Doludizgin. Nerede, nelerden geçtin? Nasıl bittin? Boğazıma düğümlenmiş geçmişim. Hatalarıyla-sevaplarıyla tükettiğim tek varlığımdın.Nefsim kıdemli bir kılavuz. O önde ben arkada.Yenilgiye uğramışçasına ardım sıra sürükleniyorken ise çar nâçar. Gâhi bahtiyarım.
Ateşe uçuşan pervane misali pervasızlıklarım. Kalbimi galebe eden bu fesat karanlık! Şimdi de şöhretim, üzüldüğüme üzülmek. Yarına dair inşirah izlerini kaybetmişim de bulamıyorum sanki. Olmaz yerlere, yok yerlere…Kusur üzerini, kusurla örtmeye, vehme hakikat sümbülünü takmakla… İnadım divanelik dercesine çıkmış da, hırstan gözlerim kör olmuşçasına. Ne idi ki beni mecbur kılan? Takatsiz düşüren. Onca ağırlığa tahammül edebilmeyi çokça yıpranmak ya da muhatabını aynı derecede yıpratmak addetmiş idim. Nice zahmeti, emeği-gayreti, ardından gelmesini az-çok kestirebildiğim nedamet için mi çektim?
İnsan denilmiş o öze, kâinata sımsıkı sarılı, olanca gücüyle bağlı her şeye. Gün doğar dertleriyle. Oflar, puflar. Daim başkalarını sorumlu tutar yaşadıklarından. Üşenircesine sarf eder bir ömrü, bitmek* bilmeyen yılgınlıkla… İçini perişan eden, sırf rahatlıkta sürdürmektir onu. Bozuk para gibi harcamaya gayrettir sersefil gidişatı.

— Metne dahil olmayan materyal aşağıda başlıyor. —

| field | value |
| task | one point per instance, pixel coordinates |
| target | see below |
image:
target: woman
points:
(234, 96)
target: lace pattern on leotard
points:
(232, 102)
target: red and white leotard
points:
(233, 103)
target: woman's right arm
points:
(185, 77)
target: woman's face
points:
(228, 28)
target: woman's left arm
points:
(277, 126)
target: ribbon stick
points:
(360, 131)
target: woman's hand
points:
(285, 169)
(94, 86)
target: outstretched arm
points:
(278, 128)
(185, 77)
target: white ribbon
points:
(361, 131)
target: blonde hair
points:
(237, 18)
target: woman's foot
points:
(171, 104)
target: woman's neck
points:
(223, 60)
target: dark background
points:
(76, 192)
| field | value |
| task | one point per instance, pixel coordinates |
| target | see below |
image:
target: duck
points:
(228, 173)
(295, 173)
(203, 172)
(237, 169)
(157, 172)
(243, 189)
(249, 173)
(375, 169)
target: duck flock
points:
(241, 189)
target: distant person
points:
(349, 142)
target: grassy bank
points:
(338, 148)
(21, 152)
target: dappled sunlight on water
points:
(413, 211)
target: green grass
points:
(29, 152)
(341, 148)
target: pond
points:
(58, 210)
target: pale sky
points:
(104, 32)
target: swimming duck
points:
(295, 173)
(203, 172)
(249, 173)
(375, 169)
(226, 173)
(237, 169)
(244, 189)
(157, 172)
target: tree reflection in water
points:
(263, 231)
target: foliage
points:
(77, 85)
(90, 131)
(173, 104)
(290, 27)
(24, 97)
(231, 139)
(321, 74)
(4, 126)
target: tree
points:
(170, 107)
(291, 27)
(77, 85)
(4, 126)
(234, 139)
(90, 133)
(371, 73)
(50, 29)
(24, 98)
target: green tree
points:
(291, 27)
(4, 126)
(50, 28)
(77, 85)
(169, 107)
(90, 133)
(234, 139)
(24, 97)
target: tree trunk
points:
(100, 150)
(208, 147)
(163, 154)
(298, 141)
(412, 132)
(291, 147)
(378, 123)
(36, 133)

Yaşamak mı? Öylesine. Nefes almak, zoraki. Mutsuz, dertli, gam yükü. Halini-hatırını sorana, dakikalar içinde yüzlerce derdini sayıvermek hususunda mahir birsanatkâr. Hayat gailesini bahane savurup. Himmeti başkasından istemek ise üstümüze vazife olanlar içinde yegâne silah. Zaten her şeyi ziyadesiyle yapmışızdır(?) Vicdan denilen fıtrat-ı zişuur susturulunca, insan rabbini aramaz olur. Gafil gafil dolanıp durur. Çalışma, çaba, gayret vaktinde geride kalır, isteksiz olur; mükâfat/ücret vaktinde her daim önlerde olmak ister. Ne olursa olsun bahsi geçen. Cenneti ister, ama tembelliği bir türlü yakasını bırakmaz. Cehennemden söz açılınca rahmete sığınır, tezadı günahta berdevamdır ne yazık ki. Yaptığımız işin, bulunduğumuz konumun, sahip olduğumuz-taşıdığımız vasıfların gayyasında biz “biz” değiliz sanki. Zora gelince kaçan, az bir ihtimamı kıskanan. İnkişaf edebilecek her ihtimali, inkıraza uğratmak hiçbir şey yapmamanın bedeli. Bu bedeli kimlerin ödeyeceği ise sadece(?) kelebek etkisi.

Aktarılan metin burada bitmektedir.